In a conversation with CSO India, Pandey proposed approaches to the cybersecurity talent shortfalls. He also shared how he has seen businesses gain a more mature understanding of cybersecurity issues.

CSO India: How can India bridge the cybersecurity skill gap?

Pandey: It is a two-step process. First, cybersecurity needs to become a more acceptable academic subject. Just like we have C++ or Java, cybersecurity should be readily accepted as a subject in academics at entry-level engineering colleges. The initial days of exposure will build interest in the subject among students, and more people will be willing to take up the subject. If the field is more methodological right from the academic level, there will be more uptake of the subject by students.

The second part is to make people understand how cybersecurity is a value-add to the business. In most traditional businesses, cybersecurity is still treated as an overhead rather than a value-add. Once there is more management-level awareness on why cybersecurity is required, and the organisations start seeing cybersecurity as an indispensable asset, more demand will be created, thereby driving young talent to the subject. Currently, most cybersecurity professionals are either enthusiasts, who have an interest in the field, or experienced IT professionals who have chosen cybersecurity down the line in their professional careers.

CSO India: It is equally important to groom talent within enterprises. What’s your approach to building the next level of leadership?

Pandey:  I believe in giving my team members some authority or leadership responsibility. One must allow the functional leads to take responsibility for a particular project/delivery or a new technology, guiding them as and when needed. They should be allowed to take operational decisions and day to day decisions, while you should simply play a mentorship role in the project.  Once we give them the responsibility for a particular project implementation, they automatically become technology leaders for that new technology. This helps create confidence in them to take on more responsibility from start to end.

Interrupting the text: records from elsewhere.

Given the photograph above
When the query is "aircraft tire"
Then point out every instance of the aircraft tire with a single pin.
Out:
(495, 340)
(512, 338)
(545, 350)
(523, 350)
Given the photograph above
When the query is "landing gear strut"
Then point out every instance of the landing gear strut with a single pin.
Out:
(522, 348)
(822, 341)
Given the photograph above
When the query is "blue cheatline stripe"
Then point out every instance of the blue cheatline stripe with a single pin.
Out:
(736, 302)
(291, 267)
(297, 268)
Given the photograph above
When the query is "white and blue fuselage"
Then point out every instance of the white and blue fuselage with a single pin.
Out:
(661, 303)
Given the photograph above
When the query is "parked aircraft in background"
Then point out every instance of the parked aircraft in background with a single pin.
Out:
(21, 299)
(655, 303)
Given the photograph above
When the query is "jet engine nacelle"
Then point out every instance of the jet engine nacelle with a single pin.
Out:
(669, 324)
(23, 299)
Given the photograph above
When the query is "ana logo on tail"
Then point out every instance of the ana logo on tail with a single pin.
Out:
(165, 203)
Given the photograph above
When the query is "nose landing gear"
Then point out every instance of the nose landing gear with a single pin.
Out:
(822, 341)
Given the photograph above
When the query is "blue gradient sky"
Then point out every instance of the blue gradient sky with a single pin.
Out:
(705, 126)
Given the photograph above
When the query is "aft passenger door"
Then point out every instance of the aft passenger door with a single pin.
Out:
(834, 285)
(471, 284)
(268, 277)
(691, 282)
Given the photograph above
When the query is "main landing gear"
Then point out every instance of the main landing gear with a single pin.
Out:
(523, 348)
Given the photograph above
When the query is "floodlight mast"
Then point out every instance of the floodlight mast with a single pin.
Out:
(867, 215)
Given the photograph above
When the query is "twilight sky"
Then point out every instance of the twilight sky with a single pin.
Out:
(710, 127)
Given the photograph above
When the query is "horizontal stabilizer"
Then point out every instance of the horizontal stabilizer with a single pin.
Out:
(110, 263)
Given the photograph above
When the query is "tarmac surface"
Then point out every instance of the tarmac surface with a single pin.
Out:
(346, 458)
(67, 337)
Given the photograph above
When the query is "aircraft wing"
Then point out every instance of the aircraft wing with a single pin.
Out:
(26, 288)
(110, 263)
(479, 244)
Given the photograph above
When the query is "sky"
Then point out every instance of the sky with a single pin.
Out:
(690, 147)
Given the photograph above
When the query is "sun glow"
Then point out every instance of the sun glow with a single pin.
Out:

CSO India: Cybersecurity is often an activity that happens after an incident occurs. How can CISOs make cybersecurity a preventive process rather than an afterthought?

Pandey: This ultimately boils down to the management’s awareness of the associated risk.  In India, initially, regulatory compliance was the driver of security adoption, rather than risk. However now, increased management awareness about security and the regulatory requirements on information security, have mandated putting in place, a well-structured information security and cybersecurity framework. Having prevention and reaction at the heart has become mandatory rather than a mere choice. In some of the other sectors, which are not that heavily regulated (especially regarding data protection) or which are not digital-heavy, this remains an issue. For this, CISOs need to be able to translate cybersecurity and information security into business gains.

The CISO should be able to make sure that the security objectives are able to add value to the business objectives and that information security is not being perceived as a hindrance to business growth. Information security can add value to business ensuring that day-to-day activities and business of the organisation are running without any hiccups such as incidents, downtimes, and regulatory actions. The best security is transparent security.

CSO India: What challenges have you faced in your career and how did you overcome them?

Pandey: In the initial days, the challenges came mainly from the lack of management awareness on cybersecurity and resistance to change. Cybersecurity was seen as a hurdle for the organisation, which always led to a push-and-pull situation between the CISO’s department and the management. However, that has been addressed now and people are much more aware of the risks and benefits of cybersecurity and the outcome of a possible attack. This happened as businesses became more and more dependent on newer technologies, and gradually the concept of control applicability of technology and security were understood.

Today, our challenge comes from the rapidly evolving technology sector. Cybersecurity professionals today need to quickly understand newer technologies and the risks involved, and then develop a framework for it. We need to act fast and always be on the edge. With the current rapid pace of digitisation in India, this has become more important than ever before.

To be able to cope up with this requirement, I read a lot. I also participate in conferences and workshops on these new technologies. Certifications, while not an accurate measure of how updated you are, act as an external assurance of your capabilities. I have done CISSP, CPISI (SISA), ISO 27001 LA, and a master’s in cyber law and information security from the Indian Institute of Information Technology, Allahabad.